Scramble for eggs

By Amaris Elliott-Engel / The Citizen

Saturday, April 8, 2006 10:50 PM EDT

GENOA - While waiting to put their candy containers to use, boys improvised hats out of their Easter baskets or blue buckets ringed with rabbits hopping around them.
On a day that started below the freezing point, it turned sunny and cheery for the crowd of more than 50 parents and their children who came to the United Church of Genoa's Saturday afternoon Easter egg hunt.

Children hunted for pastel plastic eggs spread over the green lawn like the first fat raindrops splattering on pavement.

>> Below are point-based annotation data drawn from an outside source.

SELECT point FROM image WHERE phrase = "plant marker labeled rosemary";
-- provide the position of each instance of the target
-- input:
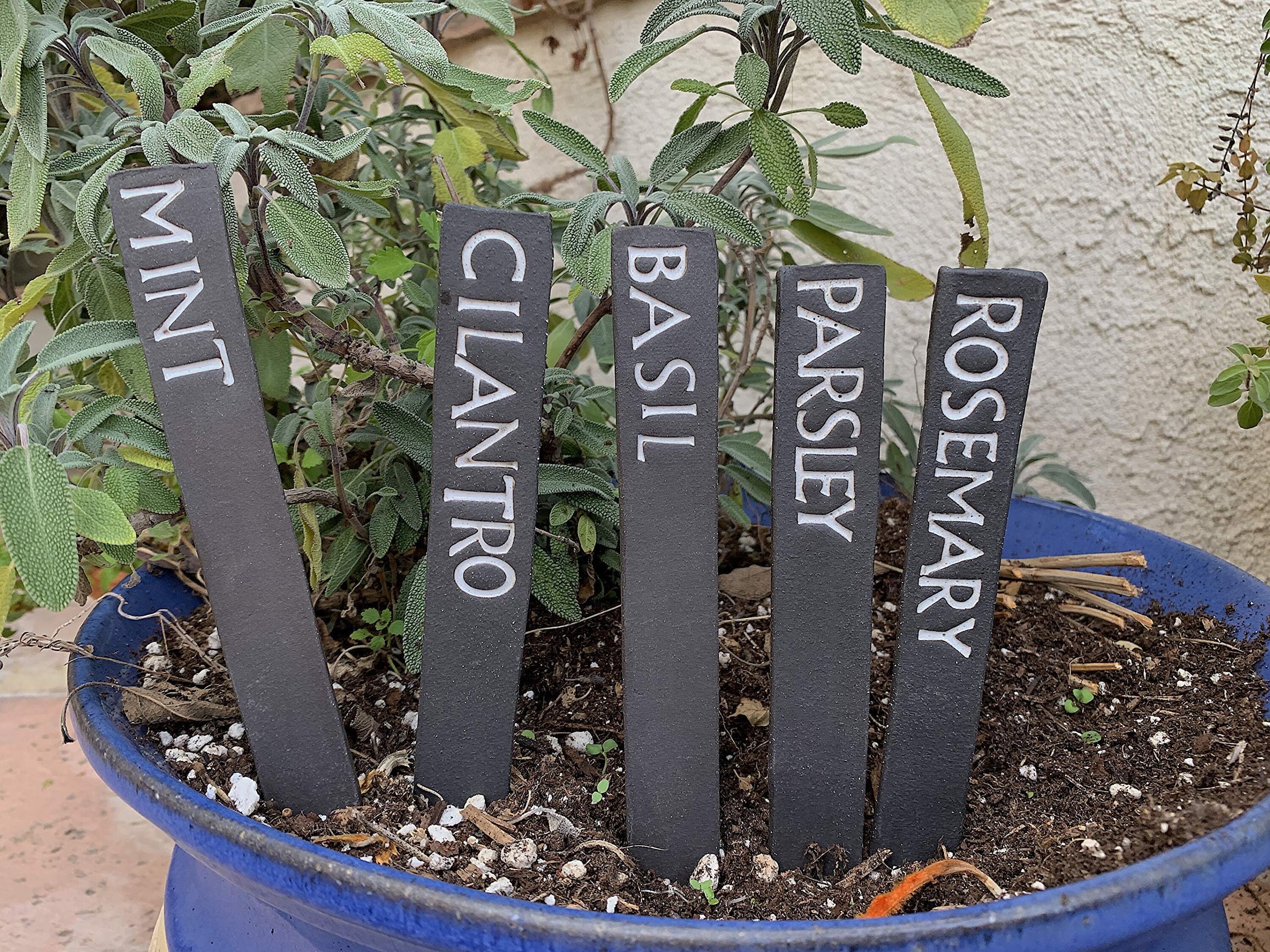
(825, 521)
(666, 316)
(492, 339)
(978, 366)
(171, 223)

The littlest ones were guided by their parents. The older ones darted out the door and grasped their eggs within a minute. But they were fair in obeying the rule that they should take no more than 15 eggs, discarding extra eggs back to the ground.

Morgan Wilcox, 3, of Lansing, moved slower across the lawn in her hunt for the prizes left behind by the “Easter Bunny” because she wanted only pink eggs. Inside her eggs, she got stickers, four pencil sharpeners, a chick squeeze toy and Hershey Kisses.

“I told you I would get a kiss,” she told her mother, Beth.

Before the fast scramble for the eggs, the families watched a Christian video, “The Bed Bug Easter Party.” Annette Bell, the wife of the church's pastor, Larry, asked all the attendees to scooch their folding chairs up close to a table between two long trestle tables stretched out like wings from a head table. All three tables were set with wine glasses, candles and faux yellow, red and pink roses for a wedding later that afternoon.

In a cartoon version of two Biblical stories that are celebrated on the next two Sundays, a sibling pair of bed bugs watched Jesus' entry into Jerusalem in the days before his execution and later accompanied the mourning Mary to Jesus' grave where they learned he had risen from death. Children were also given an activity book echoing the themes of the video.

Last year, Annette wrote an Easter-themed puppet show that was performed at the 2005 Easter egg hunt.

Both the puppet show and this year's video were presented to keep in mind the purpose of the holiday beyond an abundance of sweets, “to help them to think about the meaning of Easter,” Larry said.